Chapter 3.9

Note from SweetPoyzin: This chapter contains language and subject matter that might not be appropriate for all readers.  Reader discretion is advised.

The morning of my procedure did not start off well.

I woke up to discover my chameleon, Nelson, had passed away.  I knew it was my fault, too.  I could barely scrape together the cash to feed myself and Adam.  I had to rotate feeding the pets and poor Nelson couldn’t hold out any longer.

After mourning the loss of Nelson I had to face the day.  Adam was already in the kitchen digging into breakfast leftovers.

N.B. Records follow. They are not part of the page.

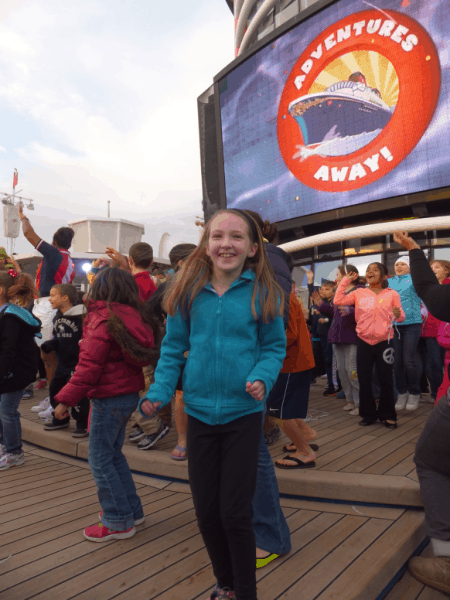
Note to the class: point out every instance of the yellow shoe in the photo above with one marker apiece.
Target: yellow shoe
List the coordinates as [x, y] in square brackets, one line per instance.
[262, 562]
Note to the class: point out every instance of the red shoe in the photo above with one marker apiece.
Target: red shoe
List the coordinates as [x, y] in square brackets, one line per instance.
[136, 521]
[100, 533]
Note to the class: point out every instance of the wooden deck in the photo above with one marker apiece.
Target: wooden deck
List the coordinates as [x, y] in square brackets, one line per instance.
[338, 551]
[360, 464]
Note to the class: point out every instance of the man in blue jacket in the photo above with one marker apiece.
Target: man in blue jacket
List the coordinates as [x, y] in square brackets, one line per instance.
[406, 338]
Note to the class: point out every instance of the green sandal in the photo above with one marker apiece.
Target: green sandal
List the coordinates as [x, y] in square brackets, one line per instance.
[180, 449]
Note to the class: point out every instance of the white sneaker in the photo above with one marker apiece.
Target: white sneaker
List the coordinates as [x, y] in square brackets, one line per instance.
[11, 460]
[46, 414]
[413, 402]
[401, 401]
[42, 406]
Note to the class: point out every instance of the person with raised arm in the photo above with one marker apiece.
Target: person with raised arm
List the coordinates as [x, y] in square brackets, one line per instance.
[433, 447]
[55, 267]
[377, 308]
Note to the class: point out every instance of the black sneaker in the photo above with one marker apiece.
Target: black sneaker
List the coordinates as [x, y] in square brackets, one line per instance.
[53, 427]
[272, 436]
[136, 435]
[80, 432]
[329, 391]
[149, 441]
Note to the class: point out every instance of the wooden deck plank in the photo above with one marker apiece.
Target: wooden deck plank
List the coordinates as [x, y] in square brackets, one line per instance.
[403, 468]
[317, 579]
[201, 582]
[23, 538]
[36, 481]
[376, 512]
[62, 557]
[408, 588]
[152, 587]
[358, 460]
[35, 494]
[34, 559]
[392, 459]
[366, 577]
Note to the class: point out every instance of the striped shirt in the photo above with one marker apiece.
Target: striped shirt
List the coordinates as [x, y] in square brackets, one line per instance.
[55, 267]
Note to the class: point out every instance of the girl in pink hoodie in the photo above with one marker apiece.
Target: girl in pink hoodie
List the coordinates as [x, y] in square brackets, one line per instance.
[377, 307]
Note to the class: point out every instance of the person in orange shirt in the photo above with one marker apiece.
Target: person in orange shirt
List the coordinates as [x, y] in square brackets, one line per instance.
[288, 400]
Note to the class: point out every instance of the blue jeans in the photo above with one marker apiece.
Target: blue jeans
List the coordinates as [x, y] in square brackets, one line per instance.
[434, 365]
[271, 530]
[327, 355]
[407, 363]
[10, 428]
[376, 384]
[115, 486]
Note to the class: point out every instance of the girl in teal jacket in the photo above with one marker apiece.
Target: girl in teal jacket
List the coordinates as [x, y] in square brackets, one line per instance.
[407, 369]
[226, 309]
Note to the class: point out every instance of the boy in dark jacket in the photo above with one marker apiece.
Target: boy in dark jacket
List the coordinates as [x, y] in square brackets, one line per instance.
[67, 330]
[18, 365]
[320, 324]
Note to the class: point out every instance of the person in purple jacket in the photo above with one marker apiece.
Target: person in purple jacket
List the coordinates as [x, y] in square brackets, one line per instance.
[342, 334]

“Why don’t you let me take you to the hospital today?  I don’t think you should be alone, Penny.”

“No, nope, no.  I’ll be fine.  You go to school.  If I even catch a whiff that you skipped you will be so grounded.”

“Ok, ok fine.  If you need anything you call me ASAP.  I’m not going to band practice after school though.  I’m coming home to check on you.  Well, or I’m going to go hangout with Rory.  If you call I’ll come home.  Otherwise I’m going over to Rory’s.”

Adam went off to school and I didn’t really feel like being alone so I headed off to the local pond.

I sat and meditated.  I needed to quiet my heart and mind to make sure this is what I wanted to do.  I realized that Nelson’s death was really a sign.  I can barely feed myself and my brother.  My lizard died because I couldn’t feed it.  I totally did not need to bring another stomach into this mess.

And let’s be honest…I’m not the most mature young adult on this planet.  I’m in no position to raise a baby right now.

With that it was time to head to the hospital.

Three hours and $4000 later it was over.  I sat down on the bench outside the hospital and I wasn’t sure what to feel.  I was stunned, sad, relieved, and happy all at the same time.  I didn’t want to go home and be alone but I didn’t want to call Adam because he shouldn’t have to deal with this stuff.

Suddenly I knew exactly where to go.

“Can I see Katie?”

“Oh, Katie-Did, Aunt Penny messed up.”

I remember hearing somewhere that babies remember the place they come from, whether it is heaven or something else I don’t know.  I don’t even know if they can communicate with it telepathically.  In that moment none of those unanswered questions mattered.

“If you see her in your dreams, Bug, tell her I love her.  Tell her that’s why I did it.  Tell her I’m sorry.  Tell her I would have done anything to change this mess I created.  Tell her name is Piper.”

After pouring my heart out to my niece I sat down in the chair I bought for her in France where this whole mess started.  I fought back tears as I realized what I selfish person I had been.  I’m always coming over here to steal kisses from Bug and harvest food from Liv’s farm but I’ve never given anything back.

I went downstairs and amid protests from Mike I prepared cheesesteaks and apple cobbler for Liv’s family.

Once finished I headed home.

Not long after I got home Adam returned from Rory’s house.

“Are you ok?  How did it go?  How do you feel?”

“It went well.  I’m doing ok.  I think everything will be ok.”

“That’s it?  Really?”

“Yeah, Adam, that’s it.”

“You had a fucking abortion and you’re acting like it’s no big deal!  What’s wrong with you, Penny?!”

“Don’t you presume to know how I am feeling, Adam.  Don’t you dare!  You have no idea what I’m going through.  I know it is a big deal Adam.  8 hours ago there was a potential human in me.  Now there is nothing.  Do you hear me?  Nothing.  I’m still not sure how I feel about it.  Don’t you ever tell me I don’t understand.”

After that we spent the rest of the evening in silence.  Adam went off to his room to study and I was left to wonder how everything got so fucked up.